Upheavals in Lebanon and Iraq Throw a Monkey Wrench Into Iran's Strategic Designs

Anti-government protesters clash with riot policemen during a protest against government's plans to impose new taxes, in Beirut, Lebanon, Friday, Oct. 18, 2019. Nationwide protests paralyzed Lebanon on Friday as thousands of demonstrators blocked major roads in a second day of rallies against the government's handling of a severe economic crisis and the country's political class they perceive as being corrupt. (AP Photo/Hassan Ammar)

In Lebanon and Iraq, governments dominated by Iran-friendly Shiite Muslims have been forced to resign while in Syria and Yemen, Iranian power is ebbing.
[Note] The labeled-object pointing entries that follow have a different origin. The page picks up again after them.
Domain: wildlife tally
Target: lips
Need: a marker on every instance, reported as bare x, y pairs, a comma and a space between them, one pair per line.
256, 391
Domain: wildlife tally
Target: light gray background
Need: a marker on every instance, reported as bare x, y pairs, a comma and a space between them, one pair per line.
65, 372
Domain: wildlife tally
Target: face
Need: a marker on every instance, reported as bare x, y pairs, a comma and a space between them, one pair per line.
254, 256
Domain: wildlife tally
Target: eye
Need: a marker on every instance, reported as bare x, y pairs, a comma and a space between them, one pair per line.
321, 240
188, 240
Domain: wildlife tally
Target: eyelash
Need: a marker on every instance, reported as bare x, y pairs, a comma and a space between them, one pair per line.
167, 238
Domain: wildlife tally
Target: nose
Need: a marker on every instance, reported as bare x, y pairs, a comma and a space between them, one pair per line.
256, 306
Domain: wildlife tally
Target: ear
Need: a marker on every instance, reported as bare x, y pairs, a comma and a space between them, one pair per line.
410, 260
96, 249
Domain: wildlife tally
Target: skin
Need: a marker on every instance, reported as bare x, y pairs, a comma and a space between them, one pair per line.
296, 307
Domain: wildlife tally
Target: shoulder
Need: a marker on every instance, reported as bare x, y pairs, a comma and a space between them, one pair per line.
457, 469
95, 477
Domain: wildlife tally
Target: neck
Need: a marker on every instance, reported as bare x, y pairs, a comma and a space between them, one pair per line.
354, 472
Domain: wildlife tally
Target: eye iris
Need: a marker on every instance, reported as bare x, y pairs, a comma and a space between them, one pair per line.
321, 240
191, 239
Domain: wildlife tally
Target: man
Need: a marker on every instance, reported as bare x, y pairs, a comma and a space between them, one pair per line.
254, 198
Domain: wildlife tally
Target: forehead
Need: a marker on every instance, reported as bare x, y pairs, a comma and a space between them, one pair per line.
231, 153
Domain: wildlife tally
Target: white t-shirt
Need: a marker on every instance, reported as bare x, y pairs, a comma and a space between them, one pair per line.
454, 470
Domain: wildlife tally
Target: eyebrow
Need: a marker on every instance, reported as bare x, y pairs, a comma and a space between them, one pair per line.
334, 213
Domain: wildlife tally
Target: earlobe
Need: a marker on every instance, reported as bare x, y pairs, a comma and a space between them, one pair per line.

Anyone who can read a map knows that Iran’s grand strategic vision for Shia hegemony is faltering. And the mullahs who dreamed it up are panicking.


The National:

Iran’s projects in Iraq, Lebanon, Syria and Yemen are coming under siege to such an extent that its leaders are in a state of panic. In Syria, the Iranian project has been set back by a Russian-approved US-Turkish deal, effectively blocking the strategic causeway Tehran was planning to complete its crescent of power, stretching all the way from Tehran to the Mediterranean via Iraq, Syria and Lebanon. In Iraq, there is a Shiite backlash against Iran’s excessive meddling in Iraq, to the point that protesters are chanting: “Iran get out”, despite a violent backlash from the IRGC-backed Popular Mobilisation Forces, who have fired live ammunition at protesters in Karbala, the consecrated heartland of Shiite religious doctrine.

In Lebanon, fear of Hezbollah has collapsed along with the unity government of accord it forms part of and Hezbollah chief Hassan Nasrallah is reduced to pointing the finger of blame. In Yemen, Iran’s expansionist project is facing a setback as the Saudi-Emirati exit strategy from the war is bearing fruit, giving Houthis a new path of belonging to a federalised Yemen, instead of looking towards Iran and its attempts at warmongering, with funds dwindling under US sanctions.

Iranian leaders, reeling from sanctions and growing unrest among the young and unemployed masses, have sought to goad Trump into attacking them. It has apparently failed.


General Kenneth McKenzie Jr, head of US Central Command (Centcom), last week addressed a conference held by the National Council for US-Arab relations. He said Iran remains a priority, but less so than China and Russia, in US strategic planning. He warned against false interpretations regarding the deployment and withdrawal of US troops in the Middle East and the Gulf, saying Iran continues to be monitored. And he spoke of deterrence “without provocation” as an important challenge to US calculations regarding Iran.

That means short of attacking the U.S. or its troops directly, Trump won’t rise to the bait.

More to the point, the unrest across the region is generational, leaving the future very much in doubt for Tehran.

The young generation in Lebanon as well as in Iraq stand for victory against fear and blind obedience. They have risen up against corruption in their countries and against a political class that foolishly thought their power was permission to be greedy and venal. But this generation is also rising up against the 40-year-old presumption of the Iranian regime that it can dominate Arab youth through sectarianism, intimidation, oppression and Iranian-backed militias.

We see it in both Lebanon and Iraq where Shia youth are not buying what Iran is selling. They are in the streets, which must terrify Hezbollah and their masters in Tehran. The Shia militias in Iraq are already gunning down fellow Shia protesters. If the revolution in Lebanon goes too far, would Hezbollah do the same?


Without a doubt, yes. As it turns out, even Shia young people can’t be bought off with appeals to their religion. They want jobs. They want a life like they see other young people in the west living. Their leaders are hamstrung from making these kinds of basic reforms because of their allegiance to the fanatical, doctrinal holy men in Tehran.

The end game won’t be pretty. Iran will feel compelled to insist on a massive, bloody crackdown before democratic reforms dilute their power completely. We saw it work in Iran when religious police and the Revolutionary Guards murdered hundreds of protesters following the 2009 presidential election. Intimidation and the arrests of the protest leaders silenced the movement for change.

History may very well repeat itself in Iraq and Lebanon.